Una vez secuestrados, los integrantes del Grupo Graiver fueron confinados en Puesto Vasco y, más tarde, en el Pozo de Banfield, donde fueron sometidos a constantes torturas. Mientras esto ocurría, los dueños y los representantes legales de los tres diarios que se habían apropiado de Papel Prensa se reunían con Gallino para “darle letra” para los interrogatorios.
Pero en Puesto Vasco, Jorge Rubinstein “se les quedó” a los torturadores.

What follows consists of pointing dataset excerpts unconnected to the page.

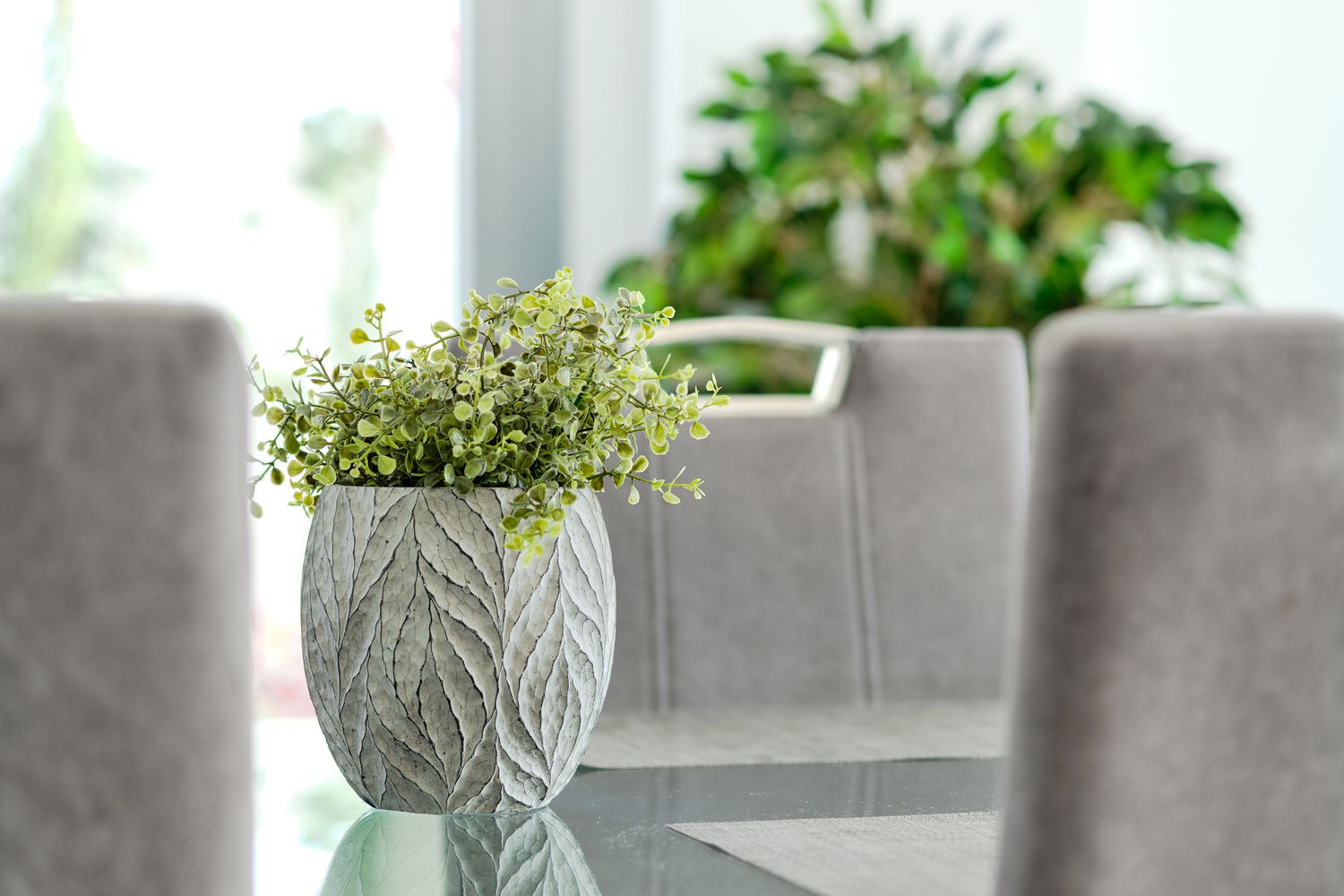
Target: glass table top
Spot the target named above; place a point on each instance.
(605, 833)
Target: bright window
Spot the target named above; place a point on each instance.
(290, 163)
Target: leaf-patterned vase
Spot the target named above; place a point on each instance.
(448, 676)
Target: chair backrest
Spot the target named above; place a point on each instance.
(124, 611)
(855, 554)
(1179, 723)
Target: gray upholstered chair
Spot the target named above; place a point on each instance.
(1180, 716)
(124, 611)
(854, 546)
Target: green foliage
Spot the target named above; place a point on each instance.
(540, 390)
(881, 187)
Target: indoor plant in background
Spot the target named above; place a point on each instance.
(457, 597)
(873, 185)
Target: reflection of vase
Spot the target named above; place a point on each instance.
(448, 676)
(389, 853)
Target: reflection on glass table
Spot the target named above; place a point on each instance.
(387, 853)
(607, 831)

La noticia de su muerte fue un duro golpe para Camps, que vio peligrar su posición en el Ejército y en el andamiaje represivo de la dictadura. No quería que Videla –contrariado por ese “exceso”– ordenara su desplazamiento. En ese contexto, la falsa autopsia de Rubinstein ordenada por Camps y perpetrada en la morgue de la Jefatura de la Policía de la Provincia de Buenos Aires no sólo fue una maniobra tendiente a ocultar una muerte más del plan sistemático de represión ilegal de la dictadura sino también un intento del jefe de la Bonaerense de armarse un escudo protector por haber contrariado las órdenes de sus superiores.
Ahora, el testimonio del médico Alejandro Olenchuk sobre la autopsia de Rubinstein arroja nueva luz sobre los hechos. Seguramente, su contenido llegará al conocimiento del titular del Juzgado Federal en lo Criminal N° 10, Julián Ercolini, donde la causa que investiga la apropiación de Papel Prensa parece dormir el sueño de los (in)justos.